We made one last pick up of 4 dogs that had been cared for at an area business, then made the return trip to Coco’s Animal Welfare Clinic in Playa. The staff was busy preparing for the arrival of the 16 dogs we picked up in Cristo Rey today. We parked the van at the side door and crate-by-crate, transferred the dogs to the lobby of Coco’s. Staff immediately attended to the dogs, compassionately talking to each one and calling them by name as they cared for them. It’s evident they do their work for the love of the animals. Within a short time, all animals were assessed, transferred to kennels, and preparations for their veterinary care had begun. This is where our work for the morning ended as the dogs were now in the loving and capable hands of Coco’s. Thanks to funding from PPR, each dog will be spayed/neutered, vaccinated, and provided with any needed medications. By the evening, Uli will be making the return trip to Cristo Rey to reunite all of these animals with their loving homes.
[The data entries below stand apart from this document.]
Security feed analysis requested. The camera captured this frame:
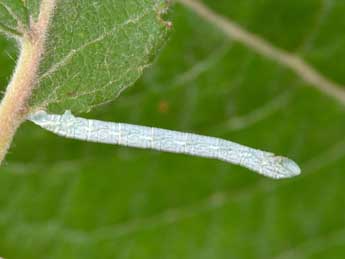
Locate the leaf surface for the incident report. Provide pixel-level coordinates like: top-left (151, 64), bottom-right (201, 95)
top-left (0, 0), bottom-right (345, 259)
top-left (31, 0), bottom-right (167, 113)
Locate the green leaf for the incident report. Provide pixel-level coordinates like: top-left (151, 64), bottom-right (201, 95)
top-left (0, 0), bottom-right (30, 36)
top-left (31, 0), bottom-right (167, 113)
top-left (0, 0), bottom-right (345, 259)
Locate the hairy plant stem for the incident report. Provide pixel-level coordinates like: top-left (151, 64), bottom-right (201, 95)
top-left (0, 0), bottom-right (56, 164)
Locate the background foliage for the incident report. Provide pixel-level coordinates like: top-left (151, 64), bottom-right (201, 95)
top-left (0, 0), bottom-right (345, 259)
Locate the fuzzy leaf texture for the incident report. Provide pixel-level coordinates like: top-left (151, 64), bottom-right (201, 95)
top-left (0, 0), bottom-right (345, 259)
top-left (24, 0), bottom-right (167, 113)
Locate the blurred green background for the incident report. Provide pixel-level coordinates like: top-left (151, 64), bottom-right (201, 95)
top-left (0, 0), bottom-right (345, 259)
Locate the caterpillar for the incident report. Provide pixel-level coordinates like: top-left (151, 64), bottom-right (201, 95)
top-left (28, 111), bottom-right (301, 179)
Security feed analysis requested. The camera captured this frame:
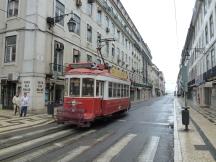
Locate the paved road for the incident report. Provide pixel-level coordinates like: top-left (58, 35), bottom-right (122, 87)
top-left (0, 96), bottom-right (174, 162)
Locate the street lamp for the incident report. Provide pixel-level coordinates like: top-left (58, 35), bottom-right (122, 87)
top-left (47, 11), bottom-right (76, 32)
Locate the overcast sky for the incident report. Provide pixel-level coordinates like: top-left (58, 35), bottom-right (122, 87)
top-left (121, 0), bottom-right (195, 91)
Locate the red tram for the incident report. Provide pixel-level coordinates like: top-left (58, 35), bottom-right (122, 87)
top-left (57, 63), bottom-right (130, 126)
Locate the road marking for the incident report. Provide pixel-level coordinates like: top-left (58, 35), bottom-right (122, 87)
top-left (118, 119), bottom-right (126, 122)
top-left (139, 121), bottom-right (170, 126)
top-left (58, 146), bottom-right (90, 162)
top-left (138, 136), bottom-right (160, 162)
top-left (13, 130), bottom-right (96, 162)
top-left (94, 134), bottom-right (137, 162)
top-left (0, 130), bottom-right (74, 157)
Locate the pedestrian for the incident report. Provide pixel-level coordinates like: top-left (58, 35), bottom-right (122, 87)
top-left (12, 93), bottom-right (20, 116)
top-left (20, 92), bottom-right (29, 117)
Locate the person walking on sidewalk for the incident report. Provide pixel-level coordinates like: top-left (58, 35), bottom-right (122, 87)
top-left (12, 93), bottom-right (20, 115)
top-left (20, 92), bottom-right (29, 117)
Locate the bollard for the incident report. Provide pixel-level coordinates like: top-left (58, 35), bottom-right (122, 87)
top-left (182, 107), bottom-right (190, 131)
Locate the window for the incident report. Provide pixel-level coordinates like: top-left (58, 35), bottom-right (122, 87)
top-left (97, 10), bottom-right (102, 24)
top-left (211, 48), bottom-right (216, 67)
top-left (4, 36), bottom-right (16, 63)
top-left (204, 0), bottom-right (208, 15)
top-left (53, 41), bottom-right (64, 72)
top-left (117, 84), bottom-right (121, 97)
top-left (209, 15), bottom-right (214, 38)
top-left (112, 45), bottom-right (115, 57)
top-left (82, 78), bottom-right (94, 97)
top-left (64, 78), bottom-right (68, 96)
top-left (74, 14), bottom-right (80, 35)
top-left (97, 32), bottom-right (101, 47)
top-left (87, 24), bottom-right (92, 42)
top-left (206, 54), bottom-right (211, 70)
top-left (109, 82), bottom-right (113, 97)
top-left (55, 0), bottom-right (65, 26)
top-left (87, 55), bottom-right (92, 62)
top-left (113, 83), bottom-right (118, 97)
top-left (106, 16), bottom-right (109, 28)
top-left (73, 49), bottom-right (80, 63)
top-left (70, 78), bottom-right (80, 97)
top-left (106, 42), bottom-right (109, 57)
top-left (205, 25), bottom-right (208, 44)
top-left (86, 3), bottom-right (93, 16)
top-left (7, 0), bottom-right (19, 17)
Thank you to Pet Project Rescue and Coco’s Animal Welfare for allowing me to see first hand the incredible ways you are improving the lives of animals. In my day-to-day life in Minnesota, I rarely come across animals suffering or in need of veterinary care. We are fortunate to have many resources for animal care in our area. Seeing these needs in Cristo Rey further illuminated the importance of international partnerships for animal welfare, like the collaboration between PPR and Coco’s. It doesn’t take much to make a difference. For example, the little puppy we picked up today with the skin condition (as well as 3 other dogs) will be treated for this life threatening condition with a medication that costs only $15. That’s all it takes to save a life…$15! I am happy to work with an organization whose supporters step up immediately to help in any amount they can. Within an hour, PPR had reached out to donors and had already received funding to help these dogs and so many more. In the end, animal welfare still feels like an overwhelming challenge but it’s reassuring to see people, like those with Pet Project Rescue and Coco’s, committed to doing anything they can, day after day, to better the lives of animals.